Dans un véritable système de conscription, les règles sont claires, les convocations sont remises par écrit et l’application passe principalement par des procédures administratives et judiciaires, non par des rafles dans les rues.

Aujourd’hui, des équipes de recrutement ukrainiennes patrouillent dans les centres-villes, les stations de métro, les bus et même les entrées d’immeubles, saisissant des hommes en âge d’être mobilisés et les forçant à monter dans des fourgonnettes sans presque aucun préavis.

Des familles regardent leurs fils et leurs maris disparaître en direction des centres de recrutement comme s’ils étaient arrêtés, et non convoqués dans le cadre d’une obligation légale.

Un fourgon de patrouille de conscription garé dans une rue de Kiev la nuit, 2025.
Fourgonnette de patrouille de conscription nocturne dans les rues de Kiev, 2025

Des travailleurs étrangers comblent les vides

Dans le même temps, des travailleurs étrangers et des migrants « temporaires » sont discrètement recrutés pour combler les pénuries de main-d’œuvre créées par la mobilisation massive et l’émigration.

Selon des estimations extérieures, des centaines de milliers de soldats ukrainiens ont déjà été tués ou blessés de façon permanente depuis 2022.

Cela signifie qu’une grande partie de ces hommes ne rentreront jamais chez eux auprès de leurs femmes et de leurs jeunes enfants.

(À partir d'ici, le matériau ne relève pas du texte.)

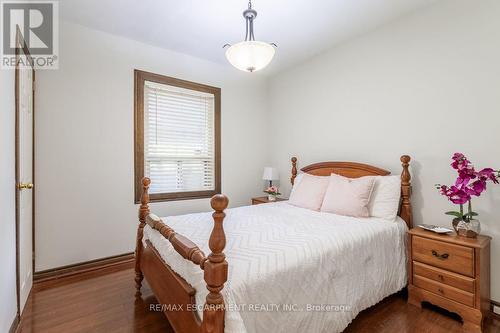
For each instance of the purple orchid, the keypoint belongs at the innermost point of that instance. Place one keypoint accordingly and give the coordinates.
(469, 183)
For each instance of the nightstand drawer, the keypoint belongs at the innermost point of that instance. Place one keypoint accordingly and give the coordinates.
(452, 257)
(442, 276)
(444, 290)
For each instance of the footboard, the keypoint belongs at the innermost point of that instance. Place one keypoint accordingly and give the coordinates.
(171, 290)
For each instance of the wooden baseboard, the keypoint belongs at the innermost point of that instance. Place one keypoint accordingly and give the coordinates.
(83, 270)
(15, 325)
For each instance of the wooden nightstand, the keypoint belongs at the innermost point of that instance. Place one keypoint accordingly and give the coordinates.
(452, 272)
(259, 200)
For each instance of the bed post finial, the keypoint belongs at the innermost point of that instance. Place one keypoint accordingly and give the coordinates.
(216, 270)
(406, 210)
(143, 213)
(294, 170)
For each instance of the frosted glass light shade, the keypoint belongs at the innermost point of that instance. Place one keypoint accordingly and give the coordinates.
(270, 173)
(250, 56)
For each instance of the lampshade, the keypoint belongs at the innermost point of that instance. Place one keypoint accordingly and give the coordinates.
(270, 174)
(250, 56)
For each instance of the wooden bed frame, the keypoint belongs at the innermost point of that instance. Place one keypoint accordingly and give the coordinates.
(171, 289)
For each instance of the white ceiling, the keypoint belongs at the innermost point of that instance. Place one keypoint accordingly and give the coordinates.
(300, 28)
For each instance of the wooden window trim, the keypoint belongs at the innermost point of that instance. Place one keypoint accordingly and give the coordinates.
(139, 78)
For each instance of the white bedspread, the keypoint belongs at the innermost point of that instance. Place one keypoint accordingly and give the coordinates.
(285, 262)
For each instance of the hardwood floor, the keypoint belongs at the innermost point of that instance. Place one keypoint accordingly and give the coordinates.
(107, 304)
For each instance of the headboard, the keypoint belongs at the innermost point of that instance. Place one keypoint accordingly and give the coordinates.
(356, 170)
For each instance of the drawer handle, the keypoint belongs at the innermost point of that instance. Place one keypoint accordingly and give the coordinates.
(440, 256)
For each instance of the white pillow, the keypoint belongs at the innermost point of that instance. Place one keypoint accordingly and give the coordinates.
(298, 179)
(384, 202)
(348, 196)
(309, 192)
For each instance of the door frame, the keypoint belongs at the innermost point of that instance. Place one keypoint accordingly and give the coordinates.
(21, 44)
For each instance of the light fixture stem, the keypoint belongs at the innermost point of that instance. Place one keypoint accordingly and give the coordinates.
(250, 22)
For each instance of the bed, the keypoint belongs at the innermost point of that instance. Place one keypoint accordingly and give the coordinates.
(291, 269)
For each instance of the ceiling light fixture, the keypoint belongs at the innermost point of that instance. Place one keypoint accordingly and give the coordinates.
(250, 55)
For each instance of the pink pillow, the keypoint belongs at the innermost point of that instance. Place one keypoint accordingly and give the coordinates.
(348, 196)
(309, 193)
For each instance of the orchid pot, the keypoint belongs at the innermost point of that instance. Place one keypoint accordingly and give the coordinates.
(470, 183)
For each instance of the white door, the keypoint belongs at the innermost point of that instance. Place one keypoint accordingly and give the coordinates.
(24, 151)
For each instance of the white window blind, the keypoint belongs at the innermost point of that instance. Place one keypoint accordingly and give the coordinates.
(179, 142)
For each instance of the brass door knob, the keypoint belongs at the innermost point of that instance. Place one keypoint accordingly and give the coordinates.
(25, 186)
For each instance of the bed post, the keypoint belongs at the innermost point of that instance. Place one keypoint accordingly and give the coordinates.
(294, 170)
(143, 212)
(406, 211)
(215, 270)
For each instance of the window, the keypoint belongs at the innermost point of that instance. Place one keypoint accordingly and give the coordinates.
(177, 137)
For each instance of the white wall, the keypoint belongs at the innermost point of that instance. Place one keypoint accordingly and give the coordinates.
(85, 144)
(427, 85)
(8, 302)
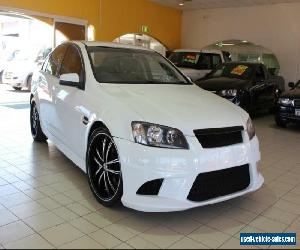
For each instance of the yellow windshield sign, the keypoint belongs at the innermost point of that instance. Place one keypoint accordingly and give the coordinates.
(239, 70)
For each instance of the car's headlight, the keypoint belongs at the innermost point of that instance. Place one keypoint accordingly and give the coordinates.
(229, 92)
(285, 101)
(250, 129)
(158, 136)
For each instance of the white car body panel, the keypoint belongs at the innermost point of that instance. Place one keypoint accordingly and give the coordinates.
(185, 107)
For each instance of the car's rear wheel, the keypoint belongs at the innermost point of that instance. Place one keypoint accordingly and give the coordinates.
(36, 130)
(104, 168)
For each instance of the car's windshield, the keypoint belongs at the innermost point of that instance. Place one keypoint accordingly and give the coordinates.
(239, 71)
(196, 60)
(128, 66)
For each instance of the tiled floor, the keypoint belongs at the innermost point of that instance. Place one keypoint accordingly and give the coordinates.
(45, 201)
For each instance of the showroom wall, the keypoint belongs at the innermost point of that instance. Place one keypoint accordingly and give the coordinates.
(113, 18)
(119, 17)
(276, 27)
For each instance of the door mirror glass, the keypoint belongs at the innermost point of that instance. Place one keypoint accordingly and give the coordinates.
(71, 79)
(291, 85)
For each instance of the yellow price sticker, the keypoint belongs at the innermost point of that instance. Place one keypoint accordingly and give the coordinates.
(239, 70)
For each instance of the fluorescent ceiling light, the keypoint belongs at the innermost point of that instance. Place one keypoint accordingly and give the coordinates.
(228, 44)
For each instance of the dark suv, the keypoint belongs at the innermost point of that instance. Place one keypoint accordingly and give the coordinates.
(288, 107)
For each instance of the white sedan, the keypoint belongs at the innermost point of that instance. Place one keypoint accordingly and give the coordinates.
(144, 134)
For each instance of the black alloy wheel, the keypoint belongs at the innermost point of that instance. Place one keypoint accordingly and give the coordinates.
(36, 130)
(104, 168)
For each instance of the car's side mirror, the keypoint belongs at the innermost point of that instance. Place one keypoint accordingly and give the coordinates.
(291, 85)
(71, 80)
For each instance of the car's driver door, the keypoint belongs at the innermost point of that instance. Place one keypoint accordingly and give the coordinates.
(70, 104)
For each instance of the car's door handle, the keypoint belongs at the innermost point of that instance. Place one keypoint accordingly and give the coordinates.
(85, 120)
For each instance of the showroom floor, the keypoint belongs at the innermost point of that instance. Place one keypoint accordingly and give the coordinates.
(45, 201)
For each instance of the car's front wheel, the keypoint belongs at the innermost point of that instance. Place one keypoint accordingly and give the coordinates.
(36, 130)
(104, 168)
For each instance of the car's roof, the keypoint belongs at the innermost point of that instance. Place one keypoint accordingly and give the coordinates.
(199, 50)
(244, 63)
(110, 45)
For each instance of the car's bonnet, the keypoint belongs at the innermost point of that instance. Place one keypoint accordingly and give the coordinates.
(186, 107)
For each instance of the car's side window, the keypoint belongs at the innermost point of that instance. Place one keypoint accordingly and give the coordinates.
(55, 60)
(205, 62)
(260, 75)
(72, 63)
(216, 60)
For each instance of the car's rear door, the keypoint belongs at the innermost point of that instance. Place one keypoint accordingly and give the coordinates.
(48, 82)
(70, 103)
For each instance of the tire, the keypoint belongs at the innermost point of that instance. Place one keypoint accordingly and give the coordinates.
(280, 123)
(36, 130)
(104, 168)
(29, 80)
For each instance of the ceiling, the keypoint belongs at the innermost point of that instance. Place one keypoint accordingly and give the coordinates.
(213, 4)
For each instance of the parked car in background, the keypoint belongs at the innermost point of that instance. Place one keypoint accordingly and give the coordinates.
(18, 71)
(288, 107)
(195, 64)
(248, 85)
(104, 106)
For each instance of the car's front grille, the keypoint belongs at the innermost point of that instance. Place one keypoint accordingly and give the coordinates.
(219, 137)
(297, 103)
(220, 183)
(151, 187)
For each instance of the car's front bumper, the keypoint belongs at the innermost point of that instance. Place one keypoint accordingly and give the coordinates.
(179, 169)
(13, 81)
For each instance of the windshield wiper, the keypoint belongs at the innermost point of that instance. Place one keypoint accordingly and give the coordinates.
(161, 82)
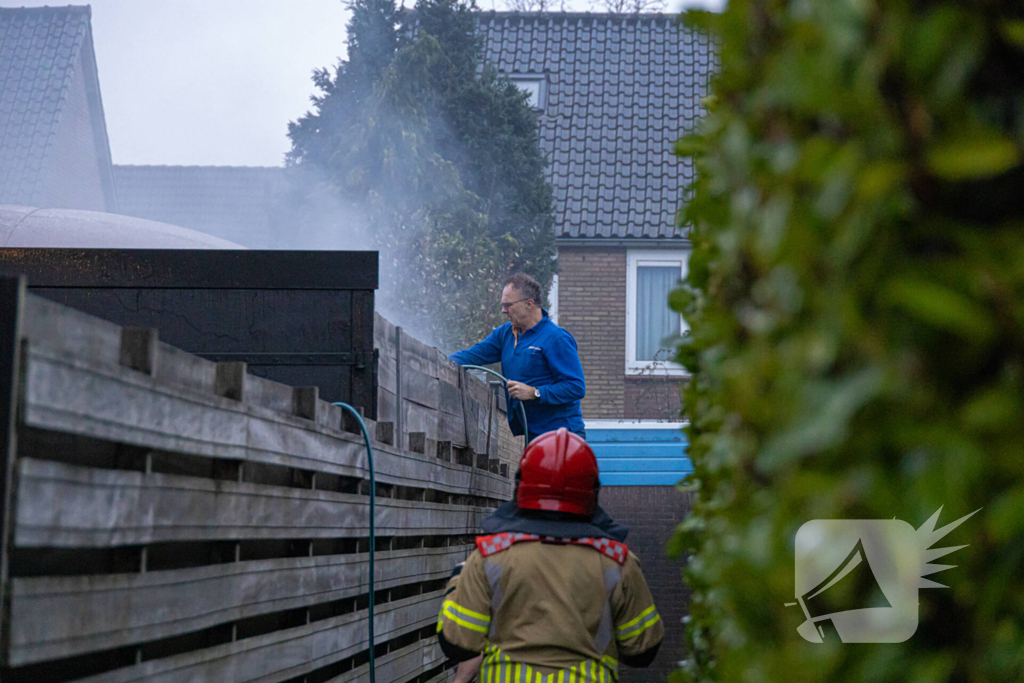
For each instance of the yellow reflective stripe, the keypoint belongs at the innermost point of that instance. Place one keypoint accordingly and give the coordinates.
(628, 625)
(469, 612)
(467, 625)
(657, 617)
(636, 629)
(468, 621)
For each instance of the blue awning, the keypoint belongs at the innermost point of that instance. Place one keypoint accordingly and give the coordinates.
(639, 454)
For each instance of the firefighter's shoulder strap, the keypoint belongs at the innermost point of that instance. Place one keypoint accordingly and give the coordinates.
(465, 617)
(491, 545)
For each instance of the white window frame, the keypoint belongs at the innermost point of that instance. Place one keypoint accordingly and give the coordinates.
(647, 257)
(541, 80)
(553, 298)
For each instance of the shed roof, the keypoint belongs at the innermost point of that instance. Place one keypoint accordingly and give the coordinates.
(23, 226)
(232, 202)
(621, 90)
(39, 49)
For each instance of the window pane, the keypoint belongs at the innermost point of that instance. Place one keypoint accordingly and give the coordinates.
(654, 319)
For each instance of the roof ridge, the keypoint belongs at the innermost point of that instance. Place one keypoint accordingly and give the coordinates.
(51, 9)
(198, 166)
(571, 15)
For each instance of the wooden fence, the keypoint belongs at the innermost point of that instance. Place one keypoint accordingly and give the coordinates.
(169, 518)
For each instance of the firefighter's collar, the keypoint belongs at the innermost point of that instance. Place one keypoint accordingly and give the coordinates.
(507, 518)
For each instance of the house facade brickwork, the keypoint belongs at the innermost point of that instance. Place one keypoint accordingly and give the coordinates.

Certains commentateurs estiment que cela commence à ressembler à un échange démographique : les hommes locaux sont épuisés au front tandis que la main-d’œuvre étrangère remplit les villes ukrainiennes, et il n’y a rien de « temporaire » dans les chaises vides laissées derrière eux.

Un avertissement pour l’Europe occidentale

Si ce modèle venait à se répandre dans de grandes puissances européennes comme l’Allemagne ou le Royaume-Uni lors d’une future guerre avec la Russie, le résultat pourrait être identique : un recrutement agressif sur le territoire national, des travailleurs importés à l’arrière et un déplacement démographique à long terme que personne n’a jamais voté.

Des critiques avertissent que ce que les Ukrainiens voient aujourd’hui dans les rues de Kiev pourrait être un avant-goût de ce qui pourrait se produire demain à Berlin ou à Londres si leurs dirigeants décident que la conscription d’« urgence » prime sur les normes civiles fondamentales.

Que vous l’appeliez « théorie du remplacement » ou autrement, les changements démographiques en Ukraine sont réels.

L’avertissement est réel

Le ministre allemand de la Défense Boris Pistorius a déjà déclaré aux Allemands que le pays « doit être prêt pour la guerre d’ici 2029 », avertissant le Parlement que Berlin doit se réarmer et préparer sa société à une éventuelle confrontation directe avec la Russie.

En France, le général Vincent Desportes, stratège de haut rang, a relayé le même message en déclarant que l’Europe doit « se préparer à la guerre » et être prête « à perdre nos enfants » dans un futur conflit avec la Russie, faisant valoir que l’issue de la guerre en Ukraine décidera du sort de la France et de l’Europe.

La vérité finit toujours par vaincre la propagande.